Rotmistrz już był jak w domu; Teodora wyprawiwszy do matki, sam poszedł do stajni, pewien, że tam go posłuchają.
Gdy się w progu ukazał Teodor, Łowczycowa, niespokojna z powodu przedłużonych odwiedzin nieznajomego, rzuciła nań okiem trwożném i zdziwiła się, widząc go tak dziwnie rozweselonym, jak oddawna nie był. W pierwszéj chwili wzięła mu to za złe i płochość.

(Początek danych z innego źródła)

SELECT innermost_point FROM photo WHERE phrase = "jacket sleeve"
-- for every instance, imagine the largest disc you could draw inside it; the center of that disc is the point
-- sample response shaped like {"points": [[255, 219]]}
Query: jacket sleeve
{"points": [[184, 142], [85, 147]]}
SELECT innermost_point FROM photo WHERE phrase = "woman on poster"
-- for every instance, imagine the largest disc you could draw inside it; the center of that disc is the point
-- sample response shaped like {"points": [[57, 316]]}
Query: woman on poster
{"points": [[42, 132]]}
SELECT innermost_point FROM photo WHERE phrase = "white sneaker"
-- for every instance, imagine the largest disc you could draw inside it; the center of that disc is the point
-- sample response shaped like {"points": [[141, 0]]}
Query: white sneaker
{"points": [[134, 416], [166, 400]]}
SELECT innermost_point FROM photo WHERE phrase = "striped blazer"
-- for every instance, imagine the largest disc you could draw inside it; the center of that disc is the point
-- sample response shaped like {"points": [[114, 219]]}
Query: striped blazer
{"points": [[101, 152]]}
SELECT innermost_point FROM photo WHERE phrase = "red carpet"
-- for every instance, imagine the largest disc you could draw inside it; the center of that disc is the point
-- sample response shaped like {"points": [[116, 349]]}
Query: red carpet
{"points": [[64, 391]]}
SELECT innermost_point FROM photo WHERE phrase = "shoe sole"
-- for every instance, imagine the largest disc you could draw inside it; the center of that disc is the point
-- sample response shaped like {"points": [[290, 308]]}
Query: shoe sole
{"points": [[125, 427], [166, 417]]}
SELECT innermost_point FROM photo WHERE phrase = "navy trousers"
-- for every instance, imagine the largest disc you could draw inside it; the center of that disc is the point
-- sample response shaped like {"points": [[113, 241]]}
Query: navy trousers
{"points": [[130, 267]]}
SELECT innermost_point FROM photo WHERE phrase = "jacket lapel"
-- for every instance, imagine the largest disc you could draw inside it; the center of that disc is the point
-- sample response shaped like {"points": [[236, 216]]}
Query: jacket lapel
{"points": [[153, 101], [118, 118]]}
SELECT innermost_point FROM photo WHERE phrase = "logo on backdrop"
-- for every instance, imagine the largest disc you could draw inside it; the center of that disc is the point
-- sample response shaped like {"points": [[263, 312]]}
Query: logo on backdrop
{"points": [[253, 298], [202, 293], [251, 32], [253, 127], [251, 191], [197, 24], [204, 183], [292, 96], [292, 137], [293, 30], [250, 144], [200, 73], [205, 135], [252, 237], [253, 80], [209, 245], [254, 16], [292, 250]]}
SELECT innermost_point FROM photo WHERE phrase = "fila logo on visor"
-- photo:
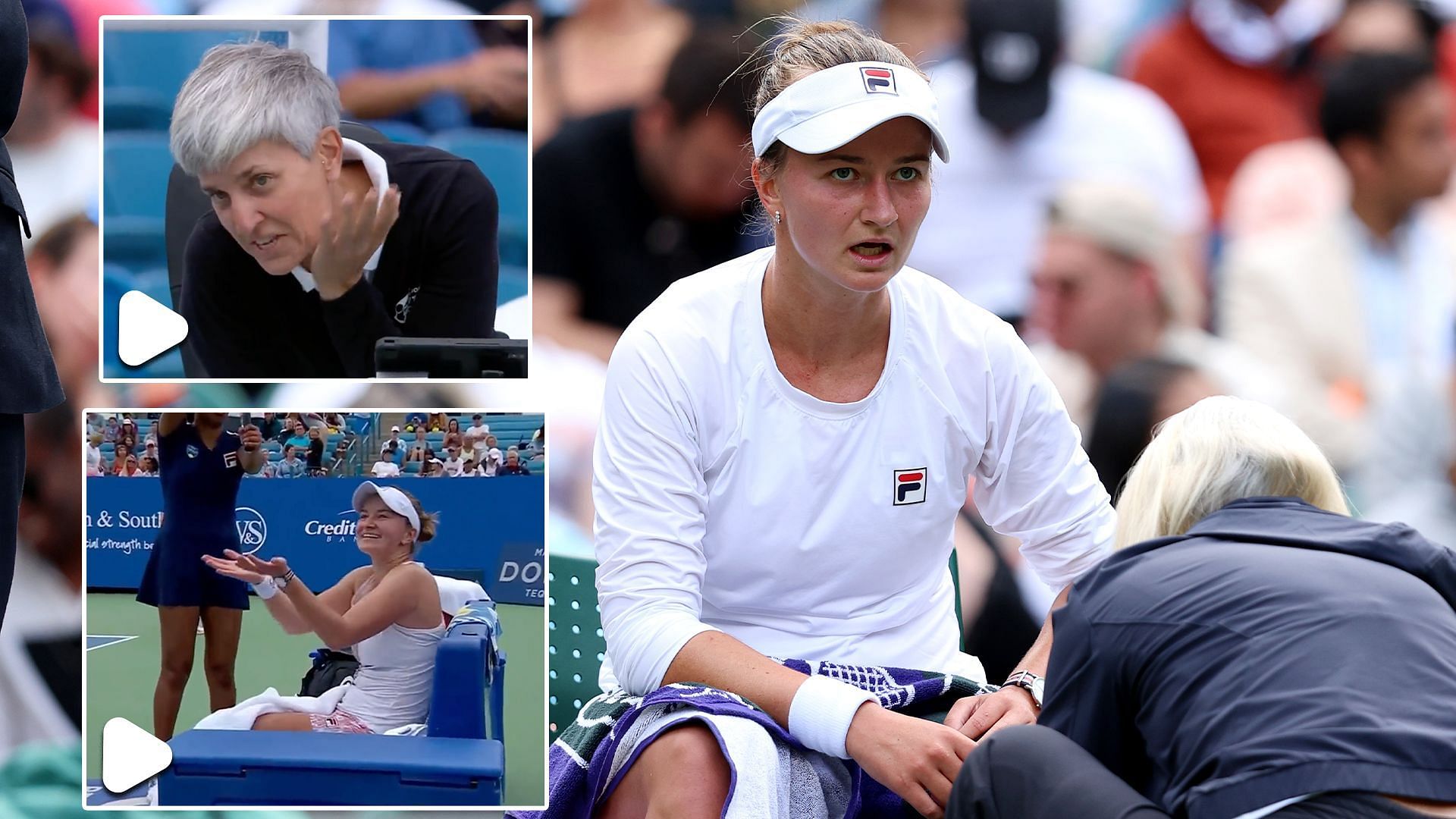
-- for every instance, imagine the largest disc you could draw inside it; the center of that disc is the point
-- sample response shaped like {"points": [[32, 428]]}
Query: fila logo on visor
{"points": [[910, 485], [878, 80]]}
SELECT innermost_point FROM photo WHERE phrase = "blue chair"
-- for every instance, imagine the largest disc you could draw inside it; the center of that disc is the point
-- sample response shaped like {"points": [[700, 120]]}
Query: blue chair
{"points": [[503, 156], [456, 763], [136, 110], [513, 283], [400, 131], [136, 172]]}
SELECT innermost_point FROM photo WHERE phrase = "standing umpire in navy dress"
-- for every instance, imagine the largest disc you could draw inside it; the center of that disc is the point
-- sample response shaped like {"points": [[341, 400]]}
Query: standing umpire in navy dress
{"points": [[318, 245], [27, 369]]}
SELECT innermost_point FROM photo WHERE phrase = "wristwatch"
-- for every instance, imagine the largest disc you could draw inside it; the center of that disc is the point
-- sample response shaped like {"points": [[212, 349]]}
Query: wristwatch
{"points": [[1031, 682]]}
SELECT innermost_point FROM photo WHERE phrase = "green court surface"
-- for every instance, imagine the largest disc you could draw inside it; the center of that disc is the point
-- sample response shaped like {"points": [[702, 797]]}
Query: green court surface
{"points": [[121, 676]]}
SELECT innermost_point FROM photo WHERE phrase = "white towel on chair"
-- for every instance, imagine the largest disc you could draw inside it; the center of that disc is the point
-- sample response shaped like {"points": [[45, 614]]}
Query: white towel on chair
{"points": [[240, 717]]}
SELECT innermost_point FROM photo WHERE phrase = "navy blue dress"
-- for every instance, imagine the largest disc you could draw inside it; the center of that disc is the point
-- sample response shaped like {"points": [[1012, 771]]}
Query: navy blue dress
{"points": [[199, 502]]}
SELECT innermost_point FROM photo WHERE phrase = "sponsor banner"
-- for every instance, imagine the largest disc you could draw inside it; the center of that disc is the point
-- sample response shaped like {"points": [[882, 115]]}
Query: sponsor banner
{"points": [[491, 529]]}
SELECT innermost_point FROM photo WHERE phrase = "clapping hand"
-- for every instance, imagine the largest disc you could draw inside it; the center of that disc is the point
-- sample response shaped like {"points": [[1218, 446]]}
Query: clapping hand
{"points": [[246, 567], [251, 438], [351, 232]]}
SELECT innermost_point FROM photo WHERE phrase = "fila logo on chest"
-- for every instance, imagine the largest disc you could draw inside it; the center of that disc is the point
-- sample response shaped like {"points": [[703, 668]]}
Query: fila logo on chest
{"points": [[910, 485]]}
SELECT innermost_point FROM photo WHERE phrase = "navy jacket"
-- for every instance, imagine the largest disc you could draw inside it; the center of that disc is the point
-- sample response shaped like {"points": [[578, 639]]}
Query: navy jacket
{"points": [[27, 369], [1273, 651]]}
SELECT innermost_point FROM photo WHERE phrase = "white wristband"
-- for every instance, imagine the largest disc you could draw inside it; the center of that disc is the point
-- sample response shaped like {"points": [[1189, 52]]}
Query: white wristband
{"points": [[267, 589], [821, 711]]}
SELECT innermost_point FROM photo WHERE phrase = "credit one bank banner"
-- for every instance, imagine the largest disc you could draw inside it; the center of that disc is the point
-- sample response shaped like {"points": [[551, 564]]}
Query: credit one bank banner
{"points": [[491, 529]]}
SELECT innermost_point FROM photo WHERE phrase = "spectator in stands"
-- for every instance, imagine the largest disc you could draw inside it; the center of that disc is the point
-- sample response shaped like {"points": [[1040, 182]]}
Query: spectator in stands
{"points": [[1130, 404], [435, 74], [1238, 74], [271, 428], [386, 466], [453, 436], [419, 449], [453, 464], [1356, 311], [475, 435], [306, 229], [128, 433], [300, 435], [1025, 123], [651, 194], [289, 465], [394, 441], [1107, 287], [118, 460], [93, 457], [53, 146], [604, 55], [513, 464], [1235, 657], [63, 264], [315, 458]]}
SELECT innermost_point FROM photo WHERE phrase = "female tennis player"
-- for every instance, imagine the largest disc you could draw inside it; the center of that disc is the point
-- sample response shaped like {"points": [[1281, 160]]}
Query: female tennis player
{"points": [[201, 465], [388, 611], [786, 442]]}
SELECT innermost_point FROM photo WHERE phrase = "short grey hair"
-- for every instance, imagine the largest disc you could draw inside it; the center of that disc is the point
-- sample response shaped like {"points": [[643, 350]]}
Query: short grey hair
{"points": [[245, 93]]}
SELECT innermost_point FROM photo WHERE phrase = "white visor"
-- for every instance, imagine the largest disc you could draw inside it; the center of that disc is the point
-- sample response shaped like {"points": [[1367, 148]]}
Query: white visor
{"points": [[392, 497], [833, 107]]}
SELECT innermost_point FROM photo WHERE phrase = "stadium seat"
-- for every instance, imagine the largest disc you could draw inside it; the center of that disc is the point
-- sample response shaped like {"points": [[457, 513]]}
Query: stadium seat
{"points": [[400, 131], [453, 765], [574, 635], [136, 110], [503, 158], [162, 60]]}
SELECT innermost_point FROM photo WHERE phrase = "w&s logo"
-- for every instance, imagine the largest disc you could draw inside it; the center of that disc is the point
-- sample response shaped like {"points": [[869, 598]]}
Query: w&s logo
{"points": [[253, 529], [910, 485]]}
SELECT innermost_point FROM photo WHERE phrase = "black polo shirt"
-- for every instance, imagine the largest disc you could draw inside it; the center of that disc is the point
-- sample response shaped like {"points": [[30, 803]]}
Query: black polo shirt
{"points": [[436, 278]]}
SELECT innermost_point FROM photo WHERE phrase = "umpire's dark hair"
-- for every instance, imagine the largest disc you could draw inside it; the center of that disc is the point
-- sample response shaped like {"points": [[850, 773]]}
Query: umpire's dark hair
{"points": [[708, 74], [1360, 91]]}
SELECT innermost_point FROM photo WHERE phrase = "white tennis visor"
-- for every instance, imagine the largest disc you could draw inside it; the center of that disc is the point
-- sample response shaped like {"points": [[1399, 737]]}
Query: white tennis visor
{"points": [[392, 497], [833, 107]]}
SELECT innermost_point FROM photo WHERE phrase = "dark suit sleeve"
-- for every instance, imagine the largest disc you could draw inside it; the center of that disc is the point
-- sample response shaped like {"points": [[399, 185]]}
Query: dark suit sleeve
{"points": [[555, 199], [15, 53], [457, 289], [229, 341], [1090, 695]]}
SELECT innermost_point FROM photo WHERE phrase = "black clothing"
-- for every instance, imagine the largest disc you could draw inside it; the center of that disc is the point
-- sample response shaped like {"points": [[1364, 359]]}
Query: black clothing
{"points": [[27, 368], [1036, 773], [1272, 651], [436, 279], [601, 229]]}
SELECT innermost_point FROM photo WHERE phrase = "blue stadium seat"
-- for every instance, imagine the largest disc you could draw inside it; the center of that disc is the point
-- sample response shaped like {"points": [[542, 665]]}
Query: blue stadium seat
{"points": [[130, 108], [162, 60], [134, 199], [455, 764], [503, 158], [513, 283]]}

Przyszedł całować jéj ręce, cały drżący.
— Niech się matusia nic nie pyta — rzekł — tylko mi wierzy, że — że mam nadzieję odzyskania Bożyszek.
Ten nieznajomy gość, o którym mi mówić wiele nie wolno, to prawdziwy anioł, z nieba zesłany!
Paklewska się przelękła. Jak osłabieni i chorzy zazwyczaj, dobrą nowinę przyjęła z trwogą. Uspokoił ją syn. Chciała dopytać coś więcéj; powtórzył jéj, że znalazł pomoc do odzyskania Bożyszek, a robota musiała do czasu być tajemnicą.
Gdy późniéj Teodor wyszedł, chwyciła za różaniec i z gorączkową pobożnością modlić się na intencyą syna zaczęła, modlić się i Bogu dziękować.
Szóstak, wróciwszy ze stajni, zkąd sam parobka wysłał do Choroszczy po swoich ludzi, gospodarza o to nie spytawszy, zamknął się z nim w jego pokoju na radę.
Z rozmaitych półsłówek Rotmistrza przekonywał się Paklewski, że cała ta sprawa była dziełem pięknéj Loli. Ona wujaszka przeciągnęła na swą stronę, ona przez niego wymogła na ojcu, że ludzi dać obiecał, ona w ostatku starego Szóstaka wypędziła do Borku, aby Teodora wyciągnął ztamtąd, i zmusił do działania. Rotmistrz był przez nią zupełnie zawojowany.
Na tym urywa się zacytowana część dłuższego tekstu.